L’Université Cheikh Anta Diop de Dakar (Ucad) a renoué avec les affrontements entre forces de l’ordre et étudiants. Ces derniers qui sont restés des mois sans percevoir leurs bourses ont manifesté leur colère en s’en prenant au restaurant et à trois bus de Dakar Dem Dikk. Reportage.
Mercredi 28 avril, 9h. L’avenue Cheikh Anta Diop a des allures de ville morte. Ce calme précaire trahit bien un malaise réel. Devant la grande porte de l’université, les éléments du Groupement mobile d’intervention (Gmi) veillent au grain, comme pour dire que rien ne sera plus comme mardi où les étudiants avaient manifesté jusque tard dans la soirée. Un agent armé de fusil et de lacrymogènes charge les étudiants. Qui à leur tour lui balancent des pierres. Comme les jeunes Palestiniens avec l’Intifada, les étudiants de Dakar vont au « front » pour manifester leurs états d’âme.

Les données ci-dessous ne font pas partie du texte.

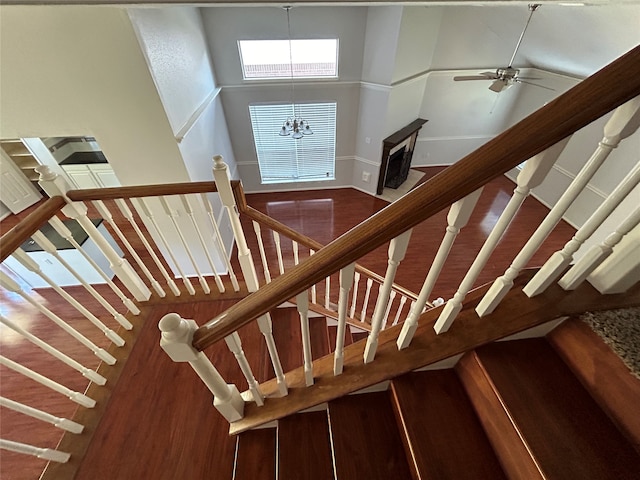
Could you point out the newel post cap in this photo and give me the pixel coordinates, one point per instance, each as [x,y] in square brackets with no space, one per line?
[218,163]
[177,337]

A l’intérieur, on s’organise en petits groupes pour apporter la riposte aux forces de l’ordre. La stratégie consiste à faire le mort et à surprendre l’adversaire au moment où il croit à la reddition. Cailloux en main, le visage dégoulinant de sueur, un étudiant en première année de la faculté des Lettres ne se lasse pas d’échanger vainement des projectiles avec les policiers. Pour lui, le jeu en vaut la chandelle. « C’est le meilleur moyen de nous faire entendre par les autorités », juge-t-il, tout en prenant ses jambes à son cou. D’un physique beaucoup plus proche de « Yawou Dial », son camarade d’infortune note que leur mouvement d’humeur s’explique par le fait qu’ils ont perdu toute patience. En effet, les étudiants de première année des différentes facultés n’ont toujours pas perçu leurs allocations. « L’année est presque finissante et nous n’avons plus rien pour survivre au campus », tempête un autre.
« Je connais des camarades qui n’ont plus de quoi s’acheter un ticket ni photocopier leurs cours », poursuit-il, désabusé. « Nous ne pouvons plus continuer à nous endetter ». Pape, longiligne, teint noir, se demande si un jour, il verra la couleur de l’argent. « Quel que soit alpha, nous rentrerons dans nos fonds », lance un autre pour le rassurer. Devant l’intensité des affrontements, un projectile atteint la chambre 348 du pavillon A, sans faire trop de dégâts. N’eût été la diligence d’un étudiant présent sur les lieux, le pire pouvait arriver. « On m’a appelé en plein cours pour me dire qu’un lacrymogène a atteint notre chambre. J’ai débarqué dare-dare », renseigne Malick Sané, étudiant à l’Inseps.
« Nguenté toubab »
Autre lieu, autre ambiance. Lamine, employé au restaurant ‘’Self’’, semble avoir une pêche d’enfer. Eponge à la main, il astique, nettoie, pour rendre les vitres de son local beaucoup plus éclatantes. Tôt le matin, ils ont reçu la visite inopinée d’étudiants grognards. Ces derniers voulaient se restaurer sans bourse délier (nguenté toubab). Ce qui a incommodé les gérants du restaurant, qui ont vite fait de se barricader. Au restaurant « Central », l’un des plus grands du campus, les serveurs n’ont eu que leurs yeux pour constater les dégâts. Une cinquantaine de chaises ont été cassées par les étudiants en furie. « Les restaurants ont bon dos, car si vous les touchez, vous touchez à un point sensible », constate Sidy Diouf, directeur des restaurants universitaires.
Pour lui, cette « casse » ne se justifiait pas, car ils étaient disposés à servir les étudiants en toute tranquillité. « Mais on gère », conclut-il philosophiquement. Comme il est de coutume dans ce genre de manifestation, les étudiants grognards ont remis leur vieille méthode au goût du jour. Trois bus de Dakar Dem Dikk ont été détournés et introduits au campus. Deux de la ligne 7 et un de la ligne 12. Ils promettent de les rendre une fois qu’ils seront payés.